Um aviso do perigo iminente de explosão foi afixado pela equipe de manutenção em uma das paredes do sétimo andar reforçando o risco. Pacientes e acompanhantes foram transferidos para o terceiro andar por conta do vazamento. Algumas pessoas preferiram sair do hospital e ficar aguardando o conserto da tubulação. Um dos funcionários do hospital, Rômulo Xavier, informou que a vazão do gás aumentou gradativamente na noite de terça-feira.

Ainda de acordo com acompanhantes de pacientes, uma pane elétrica foi registrada na tarde de terça-feira no terceiro andar do Hospital Universitário da UFPB. Maísa Carvalho, acompanhante de um dos pacientes, reclamou das condições da unidade hospitalar. “A gente quer uma providência para tirar os pacientes porque a gente está aqui para buscar saúde e não para morrer”, disse.

O gerente do hospital, Alberto Palmeira, confirmou o vazamento e assumiu que havia risco de explosão. Segundo ele, a quebra de uma válvula antiga teria causado o vazamento do gás inflamável. “A arquitetura e o projeto são de 40 anos. Quando foi feita essa instalação, não foi feita por válvula por andar. Informamos a empresa que fornece o gás e recebemos a resposta de que eles não têm essa válvula”, comentou.

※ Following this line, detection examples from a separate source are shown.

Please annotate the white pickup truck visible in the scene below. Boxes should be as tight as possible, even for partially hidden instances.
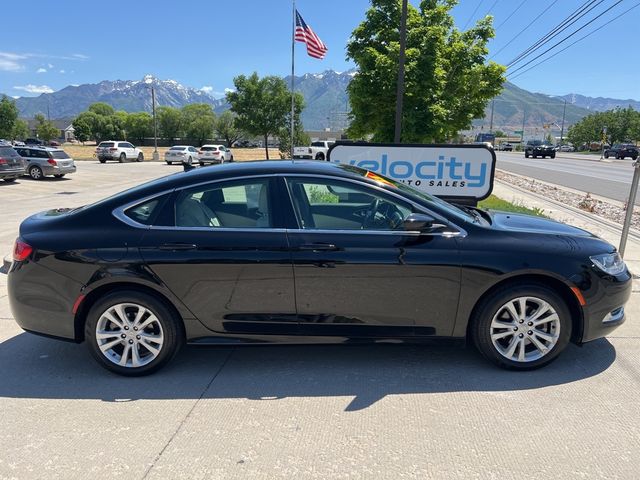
[293,140,335,160]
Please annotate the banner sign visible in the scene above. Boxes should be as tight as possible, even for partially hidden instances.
[327,142,496,201]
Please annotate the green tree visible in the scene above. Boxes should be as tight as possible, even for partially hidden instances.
[214,110,244,147]
[227,72,299,159]
[182,103,216,145]
[89,102,116,117]
[156,107,182,143]
[11,118,31,140]
[35,113,60,142]
[0,95,18,138]
[347,0,505,142]
[125,112,153,144]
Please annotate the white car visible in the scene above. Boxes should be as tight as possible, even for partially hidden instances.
[198,145,233,165]
[96,140,144,163]
[164,145,198,165]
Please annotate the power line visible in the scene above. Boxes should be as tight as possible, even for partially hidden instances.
[510,2,640,81]
[496,0,527,30]
[462,0,484,30]
[489,0,558,60]
[507,0,604,67]
[508,0,624,75]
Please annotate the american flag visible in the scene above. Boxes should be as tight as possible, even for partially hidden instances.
[295,10,327,58]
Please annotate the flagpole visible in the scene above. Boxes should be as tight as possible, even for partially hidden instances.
[291,0,296,162]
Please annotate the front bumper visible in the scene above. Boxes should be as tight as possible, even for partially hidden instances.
[580,271,632,343]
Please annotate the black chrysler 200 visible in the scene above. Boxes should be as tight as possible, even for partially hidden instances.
[8,161,631,375]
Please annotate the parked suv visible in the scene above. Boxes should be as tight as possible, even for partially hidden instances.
[96,140,144,163]
[524,140,556,158]
[198,145,233,165]
[15,147,76,180]
[0,143,24,182]
[604,143,639,160]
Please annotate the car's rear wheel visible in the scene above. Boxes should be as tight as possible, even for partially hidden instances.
[85,291,183,376]
[29,165,44,180]
[471,283,572,370]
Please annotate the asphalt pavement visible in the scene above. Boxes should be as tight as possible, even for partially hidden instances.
[496,151,640,205]
[0,162,640,480]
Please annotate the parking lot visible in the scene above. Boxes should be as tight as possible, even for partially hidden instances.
[0,161,640,479]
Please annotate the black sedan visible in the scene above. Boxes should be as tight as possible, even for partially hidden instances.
[8,161,631,375]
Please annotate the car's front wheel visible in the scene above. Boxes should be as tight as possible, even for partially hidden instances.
[85,291,184,376]
[470,284,572,370]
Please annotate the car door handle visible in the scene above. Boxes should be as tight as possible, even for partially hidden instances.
[298,243,340,252]
[160,243,198,251]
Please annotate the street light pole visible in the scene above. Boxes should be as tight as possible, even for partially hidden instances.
[151,87,160,162]
[393,0,408,143]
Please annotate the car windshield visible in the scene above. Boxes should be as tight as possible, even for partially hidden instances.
[51,150,71,160]
[342,165,475,221]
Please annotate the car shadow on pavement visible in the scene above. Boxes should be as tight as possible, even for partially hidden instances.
[0,333,616,411]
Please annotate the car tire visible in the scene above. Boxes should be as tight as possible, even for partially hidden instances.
[470,283,572,370]
[29,165,44,180]
[84,290,184,377]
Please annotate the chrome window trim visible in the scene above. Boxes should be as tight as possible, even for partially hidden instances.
[111,173,467,238]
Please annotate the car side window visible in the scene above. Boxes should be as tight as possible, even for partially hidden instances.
[175,179,273,229]
[287,178,413,230]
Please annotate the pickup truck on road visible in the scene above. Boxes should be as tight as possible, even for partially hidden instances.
[293,141,334,160]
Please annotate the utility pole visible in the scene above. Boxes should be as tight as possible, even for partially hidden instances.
[151,87,160,162]
[560,98,567,145]
[393,0,408,143]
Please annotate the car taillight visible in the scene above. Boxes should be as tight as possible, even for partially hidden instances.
[13,239,33,262]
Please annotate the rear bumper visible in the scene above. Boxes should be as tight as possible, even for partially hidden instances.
[581,273,632,343]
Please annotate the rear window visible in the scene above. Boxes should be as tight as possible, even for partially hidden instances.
[51,150,71,159]
[0,147,20,157]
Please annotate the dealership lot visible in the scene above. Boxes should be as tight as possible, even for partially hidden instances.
[0,162,640,479]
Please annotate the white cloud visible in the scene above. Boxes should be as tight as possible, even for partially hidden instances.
[13,84,53,93]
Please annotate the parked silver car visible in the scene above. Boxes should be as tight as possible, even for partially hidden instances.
[164,145,198,165]
[15,146,76,180]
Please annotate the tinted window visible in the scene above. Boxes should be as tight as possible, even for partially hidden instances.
[0,147,20,157]
[287,178,412,230]
[51,150,71,159]
[175,179,273,228]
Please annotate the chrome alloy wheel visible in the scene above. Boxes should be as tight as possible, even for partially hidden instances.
[96,303,164,368]
[491,297,560,363]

Apesar do problema com o fornecedor, o gerente garantiu que o problema será solucionado nesta quarta-feira (12).

“O nosso engenheiro do hospital disse que não tem problema, só é não manipular fagulha próximo ao vazamento de oxigênio”, completou Alberto Palmeira. Ainda de acordo com ele, a pane elétrica registrada no terceiro andar foi, na verdade, um problema com um transformador, mas não teria chegado a ser um curto-circuito.
O G1 entrou em contato com a empresa que abastece o Hospital Universitário Lauro Wanderley e foi informado que o trabalho de manutenção das tubulações é feito por funcionários do próprio hospital. O material que faltava para correção do vazamento deve chegar nesta quarta-feira, segundo a empresa que fornece o oxigênio.